For some time now, I’ve been considering the possibility of tightening the bolts on GHashTable, turning the idea over and over in my mind but not having had a chance to put it into practice. This can be pretty frustrating, since it’s hard for me to stop thinking about a salient idea like that without at least investing the work needed to convince myself that it’s not worth doing. It’s like an unidentified glimmer at the bottom of a lake. A silver hoard or an old bicycle? Probably the latter. But who knows?
So today I finally dove in and brought back some results.
First off, why optimize GHashTable? A hash table is a trivial data structure, so it should already be pretty optimal, right?
Let’s take a look.
As we know, any hash table will have collisions, where different keys hash to the same value. GHashTable resolves such collisions using chaining; each bucket points to the head of a linked list of elements that hash to that location. This is simple and robust, but it also has some disadvantages: One is poor locality of reference (oh, the locality!) and another is that you have to allocate and free memory, contributing to memory fragmentation over time. You also lose some memory to the extra pointers stored (one per item plus one per chain).
To improve on this, we can use open addressing: Instead of storing pointers to lists of items, we store the items in the table itself. Whenever there’s a collision, we use an algorithm to determine another suitable slot for the item, and if that slot is also occupied, we run the algorithm again until an empty slot is found. This is called probing and is obviously a more complicated business, considering that we want a) a relatively simple algorithm, b) a predictably low amount of probing and c) the ability to quickly remove items without affecting the probe sequences for other items in the table.
The simplest possible probing algorithm is called linear probing, and consists of just looking at the next slot in the table (modulo the table size) until you find what you’re looking for. Since this also has the best locality, it’s the first approach I tried.

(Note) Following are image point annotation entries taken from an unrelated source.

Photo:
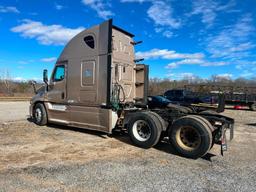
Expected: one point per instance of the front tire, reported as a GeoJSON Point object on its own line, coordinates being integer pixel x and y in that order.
{"type": "Point", "coordinates": [191, 137]}
{"type": "Point", "coordinates": [40, 115]}
{"type": "Point", "coordinates": [144, 129]}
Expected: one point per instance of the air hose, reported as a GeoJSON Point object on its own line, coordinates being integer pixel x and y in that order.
{"type": "Point", "coordinates": [116, 94]}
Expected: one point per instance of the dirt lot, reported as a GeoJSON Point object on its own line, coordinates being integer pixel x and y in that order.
{"type": "Point", "coordinates": [57, 158]}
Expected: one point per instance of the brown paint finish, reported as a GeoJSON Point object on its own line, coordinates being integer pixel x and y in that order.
{"type": "Point", "coordinates": [93, 61]}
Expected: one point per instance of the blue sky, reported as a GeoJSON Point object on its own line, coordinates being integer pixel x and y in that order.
{"type": "Point", "coordinates": [181, 38]}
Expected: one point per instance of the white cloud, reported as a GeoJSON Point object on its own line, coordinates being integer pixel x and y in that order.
{"type": "Point", "coordinates": [185, 76]}
{"type": "Point", "coordinates": [100, 7]}
{"type": "Point", "coordinates": [162, 15]}
{"type": "Point", "coordinates": [46, 34]}
{"type": "Point", "coordinates": [200, 62]}
{"type": "Point", "coordinates": [226, 76]}
{"type": "Point", "coordinates": [167, 54]}
{"type": "Point", "coordinates": [208, 9]}
{"type": "Point", "coordinates": [135, 1]}
{"type": "Point", "coordinates": [233, 41]}
{"type": "Point", "coordinates": [59, 7]}
{"type": "Point", "coordinates": [48, 59]}
{"type": "Point", "coordinates": [19, 79]}
{"type": "Point", "coordinates": [168, 34]}
{"type": "Point", "coordinates": [9, 9]}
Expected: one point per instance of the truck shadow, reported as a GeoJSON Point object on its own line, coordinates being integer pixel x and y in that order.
{"type": "Point", "coordinates": [75, 129]}
{"type": "Point", "coordinates": [251, 124]}
{"type": "Point", "coordinates": [122, 136]}
{"type": "Point", "coordinates": [163, 145]}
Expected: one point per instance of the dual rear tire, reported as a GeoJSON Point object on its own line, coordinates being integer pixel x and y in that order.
{"type": "Point", "coordinates": [191, 136]}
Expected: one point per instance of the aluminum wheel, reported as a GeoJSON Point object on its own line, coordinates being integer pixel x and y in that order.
{"type": "Point", "coordinates": [188, 138]}
{"type": "Point", "coordinates": [141, 130]}
{"type": "Point", "coordinates": [38, 115]}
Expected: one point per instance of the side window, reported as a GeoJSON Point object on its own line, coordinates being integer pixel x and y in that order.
{"type": "Point", "coordinates": [59, 73]}
{"type": "Point", "coordinates": [88, 70]}
{"type": "Point", "coordinates": [89, 41]}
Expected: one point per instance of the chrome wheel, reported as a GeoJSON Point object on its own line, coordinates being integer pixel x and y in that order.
{"type": "Point", "coordinates": [38, 115]}
{"type": "Point", "coordinates": [188, 138]}
{"type": "Point", "coordinates": [141, 130]}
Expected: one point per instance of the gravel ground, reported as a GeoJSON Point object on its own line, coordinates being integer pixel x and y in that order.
{"type": "Point", "coordinates": [57, 158]}
{"type": "Point", "coordinates": [10, 111]}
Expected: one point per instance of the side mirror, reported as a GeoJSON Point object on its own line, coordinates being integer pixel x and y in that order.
{"type": "Point", "coordinates": [45, 76]}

Unfortunately, due to clustering, the performance degrades too much before you reach a satisfactory load factor, even with good locality.
Quadratic probing is the next level of complexity and the one I settled with. Here, you use a quadratic polynomial to calculate the next location, which means you take bigger and bigger steps, avoiding clustering. This also affects cache performance somewhat, but considering that the few first steps are small, it’s still much better than chaining.
Since an element can be part of many probe sequences, you have to leave a special marker - commonly called a tombstone - when you remove it, so lookups don’t terminate prematurely. This isn’t a big problem, since tombstones can be reused, but you have to clean them up now and then so you don’t get too many - according to my benchmarks, this will almost never happen in GNOME apps, so shouldn’t affect performance much.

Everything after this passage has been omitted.